Wilmot looked at him bemused. “Wentworth Cullen?”
“Yeah.”
Wilmot gestured to his desk chair. “Take a seat. Something is going on. I can feel it.”
“Any word from Slamer?”
“No, and I haven’t been able to reach him. I’m worried. All I was trying to do was make Operation: Nemesis official. Nobody would’ve known it was Treadwell’s brain child. But if they find out we were involved back then, every one of us will be finished.”
“Do you think they’re onto us?”
“It’s looking increasingly like they are. Garrett’s coming back tomorrow.”
“How’s her face?”
“Much better, apparently. It was a mild fracture. She told me the swelling had gone down considerably. She’s lucky. A blow from Drake could’ve taken her head off.”
Kerwin leaned forward. “What do you suggest we do if Brenham is on to us?”
“Nemesis has one-hundred-fifty-seven operatives still active within Langley. Their covers are protected, and most of them don’t even know the other is a part of it.”
“Do you know who they are?”
“I’m the only one who does. I helped Treadwell recruit them all, including you and Rhodes. If this goes down, we’re going to need them. It’s all of our asses on the line.”

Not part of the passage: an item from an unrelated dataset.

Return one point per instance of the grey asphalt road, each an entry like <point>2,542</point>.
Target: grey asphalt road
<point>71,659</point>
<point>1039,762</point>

Kerwin shivered. “You’re thinking of activating Firestorm?”
“Only as a last resort. Believe me, I don’t want it to come to that.” Wilmot’s gaze burned into Kerwin’s. “Do a little investigative work. Find out who they’re holding down there. It may have nothing to do with us.”
“I’ll do whatever I can.”
“Keep it low key. We don’t want any of them to be alerted to you.”
“You got it.” Kerwin stood and made his way out of the office.
***
Jed Crane hid beneath a baseball cap and sunglasses and strolled along the sidewalk approaching CIA headquarters. Wearing a worn-out jacket, jeans, t-shirt and sneakers, he felt a little uneasy about his imminent reunion with the director. His current financial status didn’t allow for extravagant attire.

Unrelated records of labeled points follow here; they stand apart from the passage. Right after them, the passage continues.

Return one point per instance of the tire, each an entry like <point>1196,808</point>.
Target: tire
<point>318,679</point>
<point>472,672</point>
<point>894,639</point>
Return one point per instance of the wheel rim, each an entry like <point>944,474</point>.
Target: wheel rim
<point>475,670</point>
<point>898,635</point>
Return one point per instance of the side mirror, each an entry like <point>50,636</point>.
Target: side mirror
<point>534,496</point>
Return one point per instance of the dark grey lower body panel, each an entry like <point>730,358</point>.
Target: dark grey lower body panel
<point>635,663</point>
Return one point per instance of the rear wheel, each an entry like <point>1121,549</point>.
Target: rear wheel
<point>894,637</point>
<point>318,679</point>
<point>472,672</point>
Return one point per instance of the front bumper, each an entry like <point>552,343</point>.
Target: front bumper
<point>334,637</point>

The glass-and-mortar half dome of the New Headquarters Building’s main entrance came into view. It was a place of hope to him—of national security and the protection of democracy. But it had been infected by persons who threatened everything for which it stood.

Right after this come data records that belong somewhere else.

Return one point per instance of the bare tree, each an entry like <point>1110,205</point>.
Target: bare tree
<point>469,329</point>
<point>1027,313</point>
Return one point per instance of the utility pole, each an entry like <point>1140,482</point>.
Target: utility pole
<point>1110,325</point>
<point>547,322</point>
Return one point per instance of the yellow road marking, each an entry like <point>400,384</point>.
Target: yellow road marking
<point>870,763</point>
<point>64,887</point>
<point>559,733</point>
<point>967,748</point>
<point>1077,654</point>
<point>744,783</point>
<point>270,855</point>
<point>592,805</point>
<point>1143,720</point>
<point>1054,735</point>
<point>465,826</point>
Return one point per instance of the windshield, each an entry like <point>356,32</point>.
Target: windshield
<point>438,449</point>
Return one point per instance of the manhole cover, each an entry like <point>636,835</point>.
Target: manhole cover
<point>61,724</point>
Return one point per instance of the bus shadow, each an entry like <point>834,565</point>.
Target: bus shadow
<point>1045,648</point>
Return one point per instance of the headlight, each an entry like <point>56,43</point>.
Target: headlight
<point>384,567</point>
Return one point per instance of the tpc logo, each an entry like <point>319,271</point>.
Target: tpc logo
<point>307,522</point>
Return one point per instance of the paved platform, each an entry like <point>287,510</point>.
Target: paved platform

He came closer and noticed the neatly-groomed gardens on either side of the entrance path. It seemed like a lifetime ago since he last saw it. It was such a simple, commonly-seen side of nature. Yet, it filled Jed with a feeling of warmth. The contrast it presented to the hell from which he’d returned was considerable. Could this be the day I get my life back?
A black BMW slowed down beside him. Jed kept his eyes forward, and then moved them to the left underneath his sunglasses. Just the merest glance revealed it was Brenham at the wheel. With a sigh of relief, he edged toward the car.
Brenham lowered the passenger’s side window. “Get in.”
Jed opened the door and climbed in.
“This has been an unusual experience for me,” Brenham said. “I’ve been circling around here for the past half hour looking out for you. I didn’t know if you’d be driving or not.”
“I took the bus. I’m extremely low on funds.”
“Not for much longer. I’ll see to it that you get three months back pay, up front.”
“Thank you, sir. That’s very generous of you.” Jed’s thoughts went out to Juanita. There was no way he could’ve survived without her, and he made a decision to arrange for a percentage of his pay to be sent to her. It would help her to at least get out of that pitiful apartment.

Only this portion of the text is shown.